In Part one I discussed the value of breaking out the discovery or road-mapping phase of a project into its own mini-project. But how do we get there from the initial call? How do we convince our client to work with us at all?
Do you create or do you execute?
If you are in the website-making business and you are presenting yourself to potential clients strictly as designer and/or developer, you may be shortchanging yourself… and more importantly, your clients and their projects.
That’s a somewhat bold statement, so let me unpack it for a minute.
The most important asset you bring to the table is the plan/strategy/solution that will help your clients reach their goals. If you are presenting yourself as a service provider, offering strict technical design/coding skills, you are positioning yourself as someone who can merely execute a plan rather than create a plan. This is the difference between an expert and a technician.
Stand back, I’m renovating!
About 6 years ago we took the plunge and bought a house. To be clear, I 100% suck at reno anything. Well, except for painting — when I paint they call me the “Trim King”.
Anyhoo, as we took on home improvement projects, we made sure to hire professionals. And here’s the thing with professionals: they don’t just bust out their tools and start breaking and rebuilding as per our instructions. We have no idea what we’re talking about!
Their role is to advise and guide us first. They prescribe creative solutions based on experience, rather than blindly executing directions.

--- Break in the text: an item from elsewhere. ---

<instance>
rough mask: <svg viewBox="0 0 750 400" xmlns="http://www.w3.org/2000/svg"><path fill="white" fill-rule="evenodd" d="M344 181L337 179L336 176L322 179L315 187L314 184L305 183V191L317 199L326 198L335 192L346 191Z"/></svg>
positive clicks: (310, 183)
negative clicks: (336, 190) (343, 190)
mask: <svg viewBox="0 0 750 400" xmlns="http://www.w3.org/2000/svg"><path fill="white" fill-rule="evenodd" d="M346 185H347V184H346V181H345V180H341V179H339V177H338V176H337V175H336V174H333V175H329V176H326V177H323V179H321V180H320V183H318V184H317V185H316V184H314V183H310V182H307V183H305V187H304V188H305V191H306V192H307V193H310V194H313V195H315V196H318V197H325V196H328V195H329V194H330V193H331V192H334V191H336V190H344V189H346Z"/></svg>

When we say something like “hey builder, we’d like to open up the space, so why don’t you just tear down this wall and send us your bill?”, they respond with “Whoa there friend! If I tear down this wall, your kitchen’s going to end up in your basement, and that’s probably more ‘open’ than you want. What I can do is create a pass-through window, giving you the open space feel you’re after”.
See what they did there?
Using their authority and my language, they identified my problem and desired outcome and offered the best possible solution. They set limits all while communicating that they heard me; they had my back.
See what they didn’t do?
They did not blindly execute on my shoddy directions because “that’s what the client wanted”.
They didn’t overwhelm me with notions of gravity (bleh) or detailed specs on the shiny 500 horse-powered “thingamajig” that would get the job done. Why not? Because I don’t care. And I don’t want to care. I can’t relate that information to my end goal.
That’s great for Holmes on Homes, but I make websites!
If we transpose this example into a simple design/development context we might get an exchange that goes something like this:
Client: “We want you to give us a big slider on the homepage just like this website” (loads up a URL).
You: “Ok. Can you tell me more specifically what you feel this slider will add to your site?”
Client: “Hmmm, well this just makes everything feel alive like we’re a dynamic organization. We see so many sites that are boring and static.”
You: “Ah so it’s the movement! You don’t want it to feel like you are stagnant, and the movement gives you that modern, dynamic feel.”
Client: “Yes, exactly!”
You: “Well my concern is that you stated earlier this site needs to be extremely low-maintenance because you are a small and busy team. I suspect it will be tough for you to generate new content on a regular basis for a slider like this, and the content will quickly look stale. This may actually be more damaging and have the opposite effect you are after.
What if we used a video, or a very subtle, fading image slideshow of [xyz] as the background for the homepage instead? You will get that same sense of action without the headache of frequent updates to text and actionable content.”
This is admittedly a highly simplified example, but the principle applies to the most complex situations. When it comes to client-facing communication, there is rarely any need to discuss plugins, tooling, frameworks, or any other technical details. Those elements are important building blocks for the solution, but they are not the solution.
It’s not about you, it’s about them.
There is no debating that quality ingredients are key to any good recipe. But when was the last time you went to a restaurant and saw a list of ingredients on the menu? Never. What you get is a mouth-watering description of an experience.
This is the very approach we should be using when onboarding clients. Get away from “lists of stuff”, and keep the conversation focused on them. Pay attention to their language, their problems, their needs. Ask clarifying questions to make sure you really get it. The more we discuss their pain-points and ideal outcomes in ways that make sense to them, the sooner they will trust that their success is our topmost priority.
And it should be. Always.
With a little bit of experience, establishing that level of trust can be achieved fairly quickly. In a 30–45 minute introductory conversation (maybe less for more experienced consultants) you can get a high-level idea of their goals, and ask smart, relevant, jargon-free questions which differentiate you from a technician. You can, even without having all the information, offer a few off-the-cuff ideas, giving them a fuzzy but exciting glimpse of what success might look like for their project.
By the end of that chat they should feel confident that, given additional time and resources, you will deliver a cracking road-map. Who wouldn’t happily sign on for a low-risk, high-value discovery phase?